Three Important Things
The paper proposes metrics to use for RAG evaluation:
1. Faithfulness
First decompose answer into smaller statements:
Given a question and answer, create one
or more statements from each sentence
in the given answer.
question: [question]
answer: [answer]
Then verify if each of the statements are supported:
Consider the given context and following
statements, then determine whether they
are supported by the information present
in the context. Provide a brief explanation for each statement before arriving
at the verdict (Yes/No). Provide a final
verdict for each statement in order at the
end in the given format. Do not deviate
from the specified format.
statement: [statement 1]
...
statement: [statement n]
Final faithfulness score is the number of supported statements divided by the total number of statements:
\[F = \frac{|V|}{|S|}\]2. Answer Relevance
This metric assesses whether the answer actually addresses the question, but not the factuality of the answer.
This is done by generating questions using the answer:
Generate a question for the given answer.
answer: [answer]
and then taking embeddings of these question.
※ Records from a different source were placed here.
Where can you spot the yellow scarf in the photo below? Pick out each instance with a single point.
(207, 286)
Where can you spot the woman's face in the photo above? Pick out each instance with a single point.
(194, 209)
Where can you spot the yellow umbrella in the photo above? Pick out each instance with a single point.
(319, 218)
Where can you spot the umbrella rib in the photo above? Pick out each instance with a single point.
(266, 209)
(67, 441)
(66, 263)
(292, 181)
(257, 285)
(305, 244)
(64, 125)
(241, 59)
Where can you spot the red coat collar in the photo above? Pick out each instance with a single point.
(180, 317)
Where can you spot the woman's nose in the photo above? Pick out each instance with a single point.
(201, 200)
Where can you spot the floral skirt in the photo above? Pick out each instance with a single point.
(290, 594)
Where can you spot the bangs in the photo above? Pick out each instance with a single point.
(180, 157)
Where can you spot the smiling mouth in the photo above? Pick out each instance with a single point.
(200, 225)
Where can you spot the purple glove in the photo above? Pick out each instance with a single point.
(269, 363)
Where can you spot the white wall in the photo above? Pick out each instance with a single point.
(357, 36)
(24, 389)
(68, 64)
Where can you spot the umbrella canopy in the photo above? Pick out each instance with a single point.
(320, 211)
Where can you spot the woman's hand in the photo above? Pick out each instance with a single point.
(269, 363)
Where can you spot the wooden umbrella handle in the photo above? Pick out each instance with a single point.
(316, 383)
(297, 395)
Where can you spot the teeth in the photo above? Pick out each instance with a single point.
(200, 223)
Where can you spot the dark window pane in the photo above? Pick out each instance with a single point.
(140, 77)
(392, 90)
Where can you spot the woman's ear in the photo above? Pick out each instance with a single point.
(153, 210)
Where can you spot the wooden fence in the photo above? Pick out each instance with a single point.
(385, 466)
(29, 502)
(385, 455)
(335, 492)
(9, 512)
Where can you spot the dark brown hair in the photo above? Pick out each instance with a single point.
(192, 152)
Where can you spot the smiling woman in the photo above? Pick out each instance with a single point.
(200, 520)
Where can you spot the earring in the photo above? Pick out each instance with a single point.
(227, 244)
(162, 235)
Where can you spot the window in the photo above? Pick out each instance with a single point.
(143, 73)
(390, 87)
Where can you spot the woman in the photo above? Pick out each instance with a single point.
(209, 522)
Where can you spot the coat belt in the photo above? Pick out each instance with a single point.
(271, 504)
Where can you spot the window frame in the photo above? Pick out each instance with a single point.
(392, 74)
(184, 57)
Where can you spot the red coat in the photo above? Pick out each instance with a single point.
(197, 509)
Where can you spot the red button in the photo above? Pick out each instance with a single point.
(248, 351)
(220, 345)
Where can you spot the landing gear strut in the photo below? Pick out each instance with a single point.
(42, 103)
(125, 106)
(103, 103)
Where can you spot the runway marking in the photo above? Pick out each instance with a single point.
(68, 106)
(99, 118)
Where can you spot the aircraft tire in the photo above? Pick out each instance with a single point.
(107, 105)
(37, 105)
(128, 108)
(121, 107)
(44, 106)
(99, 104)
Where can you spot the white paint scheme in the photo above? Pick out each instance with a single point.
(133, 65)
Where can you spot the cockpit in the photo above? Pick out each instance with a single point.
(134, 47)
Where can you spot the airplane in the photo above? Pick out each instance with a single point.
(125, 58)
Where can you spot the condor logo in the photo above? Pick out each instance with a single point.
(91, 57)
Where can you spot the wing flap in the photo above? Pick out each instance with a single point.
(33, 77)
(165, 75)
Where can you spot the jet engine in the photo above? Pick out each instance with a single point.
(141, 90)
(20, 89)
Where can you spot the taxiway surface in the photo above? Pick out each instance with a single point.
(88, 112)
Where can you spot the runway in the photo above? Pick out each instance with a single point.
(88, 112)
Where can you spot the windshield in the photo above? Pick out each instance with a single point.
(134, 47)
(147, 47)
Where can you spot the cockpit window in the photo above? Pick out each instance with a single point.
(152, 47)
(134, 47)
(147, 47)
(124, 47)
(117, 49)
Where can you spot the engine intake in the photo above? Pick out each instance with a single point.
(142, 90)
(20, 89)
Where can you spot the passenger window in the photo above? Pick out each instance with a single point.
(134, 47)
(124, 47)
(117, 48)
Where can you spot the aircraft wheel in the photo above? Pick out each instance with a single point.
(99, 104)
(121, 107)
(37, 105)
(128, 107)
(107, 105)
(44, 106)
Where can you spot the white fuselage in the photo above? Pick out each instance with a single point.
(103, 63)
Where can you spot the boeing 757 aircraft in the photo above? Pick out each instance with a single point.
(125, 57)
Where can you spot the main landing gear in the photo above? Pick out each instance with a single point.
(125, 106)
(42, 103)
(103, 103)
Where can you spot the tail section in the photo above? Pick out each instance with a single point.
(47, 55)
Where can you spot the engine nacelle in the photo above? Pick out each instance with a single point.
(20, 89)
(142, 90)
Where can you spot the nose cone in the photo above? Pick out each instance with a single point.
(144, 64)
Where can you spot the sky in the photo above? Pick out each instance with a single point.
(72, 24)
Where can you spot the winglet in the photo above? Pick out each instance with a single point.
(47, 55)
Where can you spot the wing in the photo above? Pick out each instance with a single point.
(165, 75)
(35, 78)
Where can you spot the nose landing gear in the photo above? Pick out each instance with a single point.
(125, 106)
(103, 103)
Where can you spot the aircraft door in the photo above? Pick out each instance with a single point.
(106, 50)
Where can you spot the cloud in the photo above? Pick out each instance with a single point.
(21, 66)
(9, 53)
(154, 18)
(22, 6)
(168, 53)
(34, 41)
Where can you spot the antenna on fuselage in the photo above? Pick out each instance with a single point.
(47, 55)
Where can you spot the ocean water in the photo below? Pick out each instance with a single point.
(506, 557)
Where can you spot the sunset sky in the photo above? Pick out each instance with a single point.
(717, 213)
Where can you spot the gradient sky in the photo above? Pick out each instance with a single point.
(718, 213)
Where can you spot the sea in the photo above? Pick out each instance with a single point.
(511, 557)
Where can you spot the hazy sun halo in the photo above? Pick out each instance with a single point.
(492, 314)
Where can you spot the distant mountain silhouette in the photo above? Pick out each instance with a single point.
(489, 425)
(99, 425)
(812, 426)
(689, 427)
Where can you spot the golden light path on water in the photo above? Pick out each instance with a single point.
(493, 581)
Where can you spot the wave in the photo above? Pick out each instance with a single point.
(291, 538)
The answer relevance score is the average of the cosine similarity between the embeddings of each of the generated questions, and the actual question:
\[\mathrm{AR}=\frac{1}{n} \sum_{i=1}^n \operatorname{sim}\left(q, q_i\right)\]3. Context Relevance
This metric helps to measure how much of the retrieved context is actually relevant to answer the question, and hence penalizes the retrieval of extraneous information.
Provided with a question and the retrieved context, the following prompt is used to extract the relevant statements:
Please extract relevant sentences from
the provided context that can potentially
help answer the following question. If no
relevant sentences are found, or if you
believe the question cannot be answered
from the given context, return the phrase
"Insufficient Information". While extracting candidate sentences you’re not allowed to make any changes to sentences
from given context.
The context relevance score is then computed as:
\[\mathrm{CR}=\frac{\text { number of extracted sentences }}{\text { total number of sentences in } c(q)}\]Most Glaring Deficiency
Very little experimental data in the paper. Some people on Reddit also complained that it doesn’t work well in practice as reasonable answers are scored very poorly, and it fails to differentiate good/bad responses.
Conclusions for Future Work
Despite its limitations RAGAS is still pretty influential in the sphere of LLM metrics, and some of these can probably be used to evaluate RAG systems with a YMMV caveat.